In the dark days of World War II, just after Pearl Harbor, Japanese forces were moving almost at will across Southeast Asia and the Pacific. With his troops besieged in the Philippines and his bomber and fighter squadrons nearly reduced to impotence, General MacArthur pressured the US War Department to provide urgent help, particularly for replacements for the B-17 bombers decimated in the December 8 attack on Clark Field. President Roosevelt committed to send a large force of heavy bombers and their crews to the Philippines, a reinforcement plan code named "Project X."
During the following weeks, the air force combat command made frenzied efforts to access the sixty-five Boeing B-17Es and fifteen Consolidated LB-30 heavy bombers that were to comprise the Project X force.

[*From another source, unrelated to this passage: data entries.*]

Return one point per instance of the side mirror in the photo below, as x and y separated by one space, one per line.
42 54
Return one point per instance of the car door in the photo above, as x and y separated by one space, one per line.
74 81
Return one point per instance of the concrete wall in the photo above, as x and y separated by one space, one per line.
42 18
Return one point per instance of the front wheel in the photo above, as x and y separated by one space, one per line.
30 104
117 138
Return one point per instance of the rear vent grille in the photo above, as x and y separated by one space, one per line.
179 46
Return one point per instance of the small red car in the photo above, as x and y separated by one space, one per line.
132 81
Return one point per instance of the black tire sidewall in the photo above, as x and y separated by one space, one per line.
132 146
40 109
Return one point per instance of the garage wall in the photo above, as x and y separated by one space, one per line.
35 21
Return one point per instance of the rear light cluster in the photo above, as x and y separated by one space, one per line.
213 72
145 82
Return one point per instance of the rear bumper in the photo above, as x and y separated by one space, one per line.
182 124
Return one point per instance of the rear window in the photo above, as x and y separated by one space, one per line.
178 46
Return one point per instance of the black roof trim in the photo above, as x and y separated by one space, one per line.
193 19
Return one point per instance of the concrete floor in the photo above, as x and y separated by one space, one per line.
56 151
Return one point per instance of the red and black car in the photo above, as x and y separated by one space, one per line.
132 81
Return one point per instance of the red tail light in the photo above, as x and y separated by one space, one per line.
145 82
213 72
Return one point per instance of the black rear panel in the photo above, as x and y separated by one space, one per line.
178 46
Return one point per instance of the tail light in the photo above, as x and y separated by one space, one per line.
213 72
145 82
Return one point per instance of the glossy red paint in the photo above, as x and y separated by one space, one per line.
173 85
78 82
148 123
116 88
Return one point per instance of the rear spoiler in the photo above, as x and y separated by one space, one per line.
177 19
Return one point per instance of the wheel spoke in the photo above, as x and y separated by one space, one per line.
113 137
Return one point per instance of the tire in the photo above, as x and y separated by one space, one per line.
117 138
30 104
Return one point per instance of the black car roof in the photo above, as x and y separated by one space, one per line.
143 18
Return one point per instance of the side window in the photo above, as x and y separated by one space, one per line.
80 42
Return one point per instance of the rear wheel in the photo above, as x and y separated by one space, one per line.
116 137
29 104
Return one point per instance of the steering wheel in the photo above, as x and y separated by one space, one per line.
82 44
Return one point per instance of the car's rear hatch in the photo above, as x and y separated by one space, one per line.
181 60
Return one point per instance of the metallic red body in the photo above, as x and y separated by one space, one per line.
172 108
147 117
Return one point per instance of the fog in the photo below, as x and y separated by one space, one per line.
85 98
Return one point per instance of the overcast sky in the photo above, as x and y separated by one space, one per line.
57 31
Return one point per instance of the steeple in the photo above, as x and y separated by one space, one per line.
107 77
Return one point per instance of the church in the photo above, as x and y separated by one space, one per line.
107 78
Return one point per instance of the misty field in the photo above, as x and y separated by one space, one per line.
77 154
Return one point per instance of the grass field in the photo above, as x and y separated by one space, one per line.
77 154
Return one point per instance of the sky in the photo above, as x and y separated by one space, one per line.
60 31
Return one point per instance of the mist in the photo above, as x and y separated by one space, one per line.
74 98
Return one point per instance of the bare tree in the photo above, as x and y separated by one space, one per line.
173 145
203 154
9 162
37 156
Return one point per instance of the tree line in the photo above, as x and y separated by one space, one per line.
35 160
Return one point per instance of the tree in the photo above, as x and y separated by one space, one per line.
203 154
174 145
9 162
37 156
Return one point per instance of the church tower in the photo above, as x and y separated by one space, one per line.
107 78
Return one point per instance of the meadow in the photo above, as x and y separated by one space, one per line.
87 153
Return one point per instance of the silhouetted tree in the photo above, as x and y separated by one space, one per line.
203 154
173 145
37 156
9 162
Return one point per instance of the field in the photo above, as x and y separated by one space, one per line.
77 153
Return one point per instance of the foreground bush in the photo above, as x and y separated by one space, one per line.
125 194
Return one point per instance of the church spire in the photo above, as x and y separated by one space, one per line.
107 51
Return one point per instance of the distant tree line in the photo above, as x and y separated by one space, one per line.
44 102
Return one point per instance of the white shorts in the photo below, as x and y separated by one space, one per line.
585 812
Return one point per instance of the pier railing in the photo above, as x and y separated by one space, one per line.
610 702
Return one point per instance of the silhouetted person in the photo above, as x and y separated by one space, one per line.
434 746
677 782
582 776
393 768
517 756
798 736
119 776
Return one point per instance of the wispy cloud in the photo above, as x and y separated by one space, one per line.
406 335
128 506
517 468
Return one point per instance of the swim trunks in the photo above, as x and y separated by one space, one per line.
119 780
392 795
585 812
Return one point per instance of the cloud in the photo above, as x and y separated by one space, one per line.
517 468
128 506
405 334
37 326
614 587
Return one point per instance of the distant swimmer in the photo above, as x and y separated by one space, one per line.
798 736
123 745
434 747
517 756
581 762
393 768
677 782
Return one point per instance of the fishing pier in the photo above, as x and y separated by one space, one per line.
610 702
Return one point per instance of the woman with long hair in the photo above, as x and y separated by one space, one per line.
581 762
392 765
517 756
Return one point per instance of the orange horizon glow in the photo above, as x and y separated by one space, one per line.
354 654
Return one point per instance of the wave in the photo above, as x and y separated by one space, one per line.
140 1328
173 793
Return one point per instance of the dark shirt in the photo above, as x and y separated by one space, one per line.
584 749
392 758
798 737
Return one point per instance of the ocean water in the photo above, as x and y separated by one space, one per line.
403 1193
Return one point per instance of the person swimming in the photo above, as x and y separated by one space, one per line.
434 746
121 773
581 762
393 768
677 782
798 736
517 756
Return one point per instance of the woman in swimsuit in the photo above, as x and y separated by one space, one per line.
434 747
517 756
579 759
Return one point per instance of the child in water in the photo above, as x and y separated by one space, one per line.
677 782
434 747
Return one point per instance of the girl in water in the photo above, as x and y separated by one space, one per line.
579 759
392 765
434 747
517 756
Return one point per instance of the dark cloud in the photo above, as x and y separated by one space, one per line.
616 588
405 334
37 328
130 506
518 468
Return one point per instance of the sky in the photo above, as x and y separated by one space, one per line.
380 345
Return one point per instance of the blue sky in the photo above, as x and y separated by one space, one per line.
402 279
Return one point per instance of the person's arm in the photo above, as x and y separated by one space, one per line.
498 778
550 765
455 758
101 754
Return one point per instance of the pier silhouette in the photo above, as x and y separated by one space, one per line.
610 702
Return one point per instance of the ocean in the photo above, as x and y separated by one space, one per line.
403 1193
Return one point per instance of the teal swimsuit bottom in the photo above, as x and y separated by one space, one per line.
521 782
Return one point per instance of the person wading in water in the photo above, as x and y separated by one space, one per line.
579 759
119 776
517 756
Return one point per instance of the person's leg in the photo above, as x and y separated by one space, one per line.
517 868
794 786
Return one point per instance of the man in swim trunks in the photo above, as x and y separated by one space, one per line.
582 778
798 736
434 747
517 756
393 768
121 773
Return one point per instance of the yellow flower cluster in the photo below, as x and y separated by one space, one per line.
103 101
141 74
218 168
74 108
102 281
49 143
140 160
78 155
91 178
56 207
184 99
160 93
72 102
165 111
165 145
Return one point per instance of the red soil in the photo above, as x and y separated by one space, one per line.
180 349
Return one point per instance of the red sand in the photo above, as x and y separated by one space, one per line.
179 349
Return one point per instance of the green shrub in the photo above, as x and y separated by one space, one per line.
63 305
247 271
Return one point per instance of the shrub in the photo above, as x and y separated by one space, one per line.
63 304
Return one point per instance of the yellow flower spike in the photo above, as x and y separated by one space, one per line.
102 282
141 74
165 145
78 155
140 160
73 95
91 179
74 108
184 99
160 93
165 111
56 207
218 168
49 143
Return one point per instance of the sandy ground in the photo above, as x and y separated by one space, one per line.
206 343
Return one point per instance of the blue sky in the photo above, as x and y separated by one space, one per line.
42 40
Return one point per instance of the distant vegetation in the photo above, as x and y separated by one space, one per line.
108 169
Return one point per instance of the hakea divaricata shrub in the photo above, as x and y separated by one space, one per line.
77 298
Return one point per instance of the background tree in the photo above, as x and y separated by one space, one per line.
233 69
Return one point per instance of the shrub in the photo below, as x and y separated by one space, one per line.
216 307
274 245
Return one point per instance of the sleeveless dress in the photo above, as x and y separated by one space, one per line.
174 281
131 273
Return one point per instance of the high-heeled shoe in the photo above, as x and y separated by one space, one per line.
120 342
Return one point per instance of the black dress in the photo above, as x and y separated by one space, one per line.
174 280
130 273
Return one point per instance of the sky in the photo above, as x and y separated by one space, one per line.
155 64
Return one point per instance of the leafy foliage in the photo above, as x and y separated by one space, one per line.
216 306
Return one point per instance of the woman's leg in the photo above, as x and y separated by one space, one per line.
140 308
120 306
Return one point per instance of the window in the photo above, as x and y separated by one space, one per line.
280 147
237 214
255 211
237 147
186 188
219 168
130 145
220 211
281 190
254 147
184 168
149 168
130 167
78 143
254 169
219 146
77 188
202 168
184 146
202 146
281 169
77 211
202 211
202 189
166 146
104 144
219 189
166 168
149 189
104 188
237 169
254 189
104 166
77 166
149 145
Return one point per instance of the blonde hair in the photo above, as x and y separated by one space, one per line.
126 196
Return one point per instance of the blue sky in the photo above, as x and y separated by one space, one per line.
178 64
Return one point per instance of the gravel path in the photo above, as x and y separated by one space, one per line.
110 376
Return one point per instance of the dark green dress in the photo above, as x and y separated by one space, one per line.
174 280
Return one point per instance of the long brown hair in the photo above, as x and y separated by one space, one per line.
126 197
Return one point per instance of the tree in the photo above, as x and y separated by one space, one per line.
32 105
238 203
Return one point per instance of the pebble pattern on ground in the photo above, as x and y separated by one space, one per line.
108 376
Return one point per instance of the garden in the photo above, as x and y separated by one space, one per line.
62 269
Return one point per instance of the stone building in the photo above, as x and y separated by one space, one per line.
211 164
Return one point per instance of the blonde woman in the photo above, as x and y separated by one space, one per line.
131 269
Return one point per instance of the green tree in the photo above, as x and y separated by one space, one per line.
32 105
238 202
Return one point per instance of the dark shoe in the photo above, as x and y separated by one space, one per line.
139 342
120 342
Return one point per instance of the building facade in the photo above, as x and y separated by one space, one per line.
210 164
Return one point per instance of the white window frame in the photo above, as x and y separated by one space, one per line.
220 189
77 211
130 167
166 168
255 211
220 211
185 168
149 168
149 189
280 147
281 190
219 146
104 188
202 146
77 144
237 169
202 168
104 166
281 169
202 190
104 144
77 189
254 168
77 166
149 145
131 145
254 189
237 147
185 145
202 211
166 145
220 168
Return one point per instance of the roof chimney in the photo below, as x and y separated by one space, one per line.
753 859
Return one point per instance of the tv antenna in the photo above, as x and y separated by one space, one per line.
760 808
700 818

The novice crews that were cobbled together would be required to fly their bombers two-thirds of the way around the globe, from MacDill Field in Florida to their new destination on the island of Java, where they were immediately thrown into combat. Project X, as the first test of the doctrine of strategic bombing, was an assignment unprecedented in US military history, though it was ultimately doomed to failure.
Continuing his masterful series of books on the air war in the Pacific Theater, military historian William H. Bartsch takes readers inside the headquarters planning rooms, the front-line command posts, and the cockpits of the aircraft to chronicle another chapter in the early days of the Allied effort to meet the Japanese challenge. Desperate Gambit: Project X and the American Aerial Defense of Java, 1941-1942 will be eagerly received by both general readers and professional historians interested in the evolution of aerial combat and strategic bombing of World War II in the Pacific.